Minimum amount of stress magnitude data for reliable geomechanical modelling

Geomechanical-numerical modelling aims to provide a comprehensive characterization of the stress tensor within rock volumes by leveraging localized stress magnitude data for model calibration. This calibration involves optimizing boundary conditions to achieve the closest alignment with in-situ stress measurements in boreholes that provide magnitudes of the minimum and maximum horizontal stress. However, the high cost of acquiring stress magnitude data frequently results in sparse and incomplete datasets which potentially prevents a meaningful calibration.

In this study, we use a comprehensive stress magnitude dataset of 50 stress magnitude data records acquired for the geomechanical characterization of the candidate siting region Zürich Nordost for a deep geological repository located in northern Switzerland. We demonstrate how the size of the calibration dataset influences the accuracy and uncertainty of stress magnitude predictions in geomechanical modelling of sedimentary formations. We introduce a novel statistical approach that incrementally increases the size of calibration data subsets. This approach evaluates how the amount of available data influences stress predictions across formations with varying rock stiffness. It achieves this by rapidly assessing the stress states associated with a large number of different combinations of stress magnitude data. The comparison of the resulting stress fields with increasing number of calibration point data allows to estimate the minimum number of calibration points that are required to achieve a stress prediction range that is as small as the range expected due to inherent uncertainties in the data. The results show that less than 20 data points are sufficient to achieve the same model precision and accuracy.

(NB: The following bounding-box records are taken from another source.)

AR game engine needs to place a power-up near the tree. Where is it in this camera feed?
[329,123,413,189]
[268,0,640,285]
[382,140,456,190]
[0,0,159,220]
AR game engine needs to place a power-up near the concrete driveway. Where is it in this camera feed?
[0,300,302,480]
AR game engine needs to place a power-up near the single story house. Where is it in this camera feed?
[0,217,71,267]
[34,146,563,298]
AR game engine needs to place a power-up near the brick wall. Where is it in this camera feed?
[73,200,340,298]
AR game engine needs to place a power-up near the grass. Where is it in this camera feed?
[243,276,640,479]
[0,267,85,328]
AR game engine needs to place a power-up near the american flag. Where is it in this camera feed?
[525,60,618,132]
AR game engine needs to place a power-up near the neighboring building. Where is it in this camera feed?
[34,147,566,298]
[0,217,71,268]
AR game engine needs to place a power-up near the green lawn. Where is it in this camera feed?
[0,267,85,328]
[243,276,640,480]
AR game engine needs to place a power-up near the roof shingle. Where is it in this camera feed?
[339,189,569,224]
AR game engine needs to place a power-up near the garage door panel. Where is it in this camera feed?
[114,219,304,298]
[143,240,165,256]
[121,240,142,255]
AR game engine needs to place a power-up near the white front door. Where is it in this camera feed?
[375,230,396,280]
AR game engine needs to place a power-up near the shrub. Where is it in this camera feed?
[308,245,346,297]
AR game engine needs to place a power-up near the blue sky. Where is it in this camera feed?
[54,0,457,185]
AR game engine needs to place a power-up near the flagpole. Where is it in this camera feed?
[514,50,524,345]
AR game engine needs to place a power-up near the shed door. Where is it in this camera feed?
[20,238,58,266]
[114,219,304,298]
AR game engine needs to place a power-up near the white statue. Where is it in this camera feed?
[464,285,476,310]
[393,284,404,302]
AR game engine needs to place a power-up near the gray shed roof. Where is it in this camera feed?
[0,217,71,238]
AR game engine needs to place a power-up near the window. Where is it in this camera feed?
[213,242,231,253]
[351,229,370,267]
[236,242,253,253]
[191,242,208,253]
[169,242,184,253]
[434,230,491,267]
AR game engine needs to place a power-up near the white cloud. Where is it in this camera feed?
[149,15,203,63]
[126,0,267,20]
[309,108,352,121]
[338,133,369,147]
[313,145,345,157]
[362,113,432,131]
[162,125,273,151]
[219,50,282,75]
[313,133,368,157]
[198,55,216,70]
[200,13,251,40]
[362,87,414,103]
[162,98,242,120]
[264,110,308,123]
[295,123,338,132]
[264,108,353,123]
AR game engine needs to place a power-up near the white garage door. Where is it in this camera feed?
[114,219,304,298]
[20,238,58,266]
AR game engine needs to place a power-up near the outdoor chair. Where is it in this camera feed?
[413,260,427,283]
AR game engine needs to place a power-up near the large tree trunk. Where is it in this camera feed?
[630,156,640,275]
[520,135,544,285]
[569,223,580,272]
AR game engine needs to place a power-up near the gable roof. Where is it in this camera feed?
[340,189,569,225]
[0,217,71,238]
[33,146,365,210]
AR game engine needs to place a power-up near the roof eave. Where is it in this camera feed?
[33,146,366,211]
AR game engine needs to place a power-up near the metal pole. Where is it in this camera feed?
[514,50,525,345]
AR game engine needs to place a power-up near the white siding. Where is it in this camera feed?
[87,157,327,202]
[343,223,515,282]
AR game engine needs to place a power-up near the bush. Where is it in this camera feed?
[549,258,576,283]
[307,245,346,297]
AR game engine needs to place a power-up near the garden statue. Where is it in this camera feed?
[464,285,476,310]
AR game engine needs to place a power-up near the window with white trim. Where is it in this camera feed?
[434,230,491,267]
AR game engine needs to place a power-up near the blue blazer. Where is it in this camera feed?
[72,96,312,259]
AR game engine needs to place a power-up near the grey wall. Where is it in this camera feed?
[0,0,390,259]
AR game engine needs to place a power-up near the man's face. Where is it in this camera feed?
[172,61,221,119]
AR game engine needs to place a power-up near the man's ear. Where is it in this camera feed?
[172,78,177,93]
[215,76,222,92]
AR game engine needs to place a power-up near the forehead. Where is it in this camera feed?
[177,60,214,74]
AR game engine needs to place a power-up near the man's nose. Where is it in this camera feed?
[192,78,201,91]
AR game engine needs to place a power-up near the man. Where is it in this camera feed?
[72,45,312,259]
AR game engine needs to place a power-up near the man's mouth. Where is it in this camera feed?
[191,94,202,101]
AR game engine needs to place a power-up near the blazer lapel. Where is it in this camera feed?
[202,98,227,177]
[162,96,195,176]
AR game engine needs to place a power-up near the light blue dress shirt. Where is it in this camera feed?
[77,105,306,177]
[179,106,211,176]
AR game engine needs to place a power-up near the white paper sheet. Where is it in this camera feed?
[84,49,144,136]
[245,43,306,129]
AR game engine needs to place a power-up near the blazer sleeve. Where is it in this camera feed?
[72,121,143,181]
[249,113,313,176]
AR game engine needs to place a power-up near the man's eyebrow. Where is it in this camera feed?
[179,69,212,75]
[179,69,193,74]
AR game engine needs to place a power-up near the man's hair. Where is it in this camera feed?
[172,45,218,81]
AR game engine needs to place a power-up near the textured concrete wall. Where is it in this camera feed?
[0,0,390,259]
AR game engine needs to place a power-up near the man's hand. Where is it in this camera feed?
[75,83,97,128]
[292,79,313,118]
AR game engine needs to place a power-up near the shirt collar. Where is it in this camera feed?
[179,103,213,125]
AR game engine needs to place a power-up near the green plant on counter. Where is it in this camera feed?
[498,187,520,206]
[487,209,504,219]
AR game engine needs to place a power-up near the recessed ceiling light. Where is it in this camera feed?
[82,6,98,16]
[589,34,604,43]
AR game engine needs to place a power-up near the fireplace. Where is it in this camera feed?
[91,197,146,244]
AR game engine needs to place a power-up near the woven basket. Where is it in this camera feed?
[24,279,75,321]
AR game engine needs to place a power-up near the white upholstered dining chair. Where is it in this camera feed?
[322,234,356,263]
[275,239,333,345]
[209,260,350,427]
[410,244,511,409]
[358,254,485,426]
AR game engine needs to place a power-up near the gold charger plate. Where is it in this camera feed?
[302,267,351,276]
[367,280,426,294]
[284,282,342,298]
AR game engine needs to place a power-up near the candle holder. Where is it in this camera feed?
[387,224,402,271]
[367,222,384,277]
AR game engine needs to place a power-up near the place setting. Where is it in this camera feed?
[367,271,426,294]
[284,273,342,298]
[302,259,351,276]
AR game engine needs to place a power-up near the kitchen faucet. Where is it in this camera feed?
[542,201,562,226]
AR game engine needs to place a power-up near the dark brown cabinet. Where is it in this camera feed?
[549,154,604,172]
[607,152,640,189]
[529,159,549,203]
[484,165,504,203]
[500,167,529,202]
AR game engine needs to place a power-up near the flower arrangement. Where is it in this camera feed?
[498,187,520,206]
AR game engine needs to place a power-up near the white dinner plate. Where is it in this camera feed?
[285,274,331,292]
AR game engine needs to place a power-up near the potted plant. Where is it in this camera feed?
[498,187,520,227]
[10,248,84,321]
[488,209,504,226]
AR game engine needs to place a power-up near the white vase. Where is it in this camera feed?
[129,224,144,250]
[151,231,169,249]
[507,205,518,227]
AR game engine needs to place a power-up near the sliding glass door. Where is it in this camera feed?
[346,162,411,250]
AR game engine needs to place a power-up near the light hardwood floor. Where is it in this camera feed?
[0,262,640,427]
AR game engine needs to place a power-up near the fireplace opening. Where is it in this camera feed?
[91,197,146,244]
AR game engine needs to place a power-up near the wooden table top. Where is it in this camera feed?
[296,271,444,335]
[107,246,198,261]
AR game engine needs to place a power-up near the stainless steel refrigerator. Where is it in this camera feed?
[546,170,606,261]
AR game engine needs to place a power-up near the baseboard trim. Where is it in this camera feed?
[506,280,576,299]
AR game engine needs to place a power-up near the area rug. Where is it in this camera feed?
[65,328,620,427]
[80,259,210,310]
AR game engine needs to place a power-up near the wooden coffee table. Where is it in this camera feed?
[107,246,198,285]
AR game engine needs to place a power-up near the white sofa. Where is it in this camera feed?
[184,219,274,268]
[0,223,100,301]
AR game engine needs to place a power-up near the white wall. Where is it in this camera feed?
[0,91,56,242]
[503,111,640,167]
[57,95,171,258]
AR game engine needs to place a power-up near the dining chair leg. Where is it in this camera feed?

Furthermore, a detailed analysis of the dataset revealed a data outlier linked to a local stiffness anomaly. This outlier significantly impacts the stress predictions when calibration data are limited. However, as the calibration dataset size increased, the influence of the outlier diminishes. We also show that our statistical approach allows for the objective identification of clear outliers with respect to the model in the calibration dataset, which has an impact on the minimum number of data needed for the model calibration.

These findings underscore the significance of dataset size and composition in reducing uncertainties, thereby providing a framework for optimizing calibration strategies. This study offers valuable insights for subsurface projects, such as energy storage, CO₂ sequestration, deep geological repositories, or geothermal energy, where precise stress predictions are critical.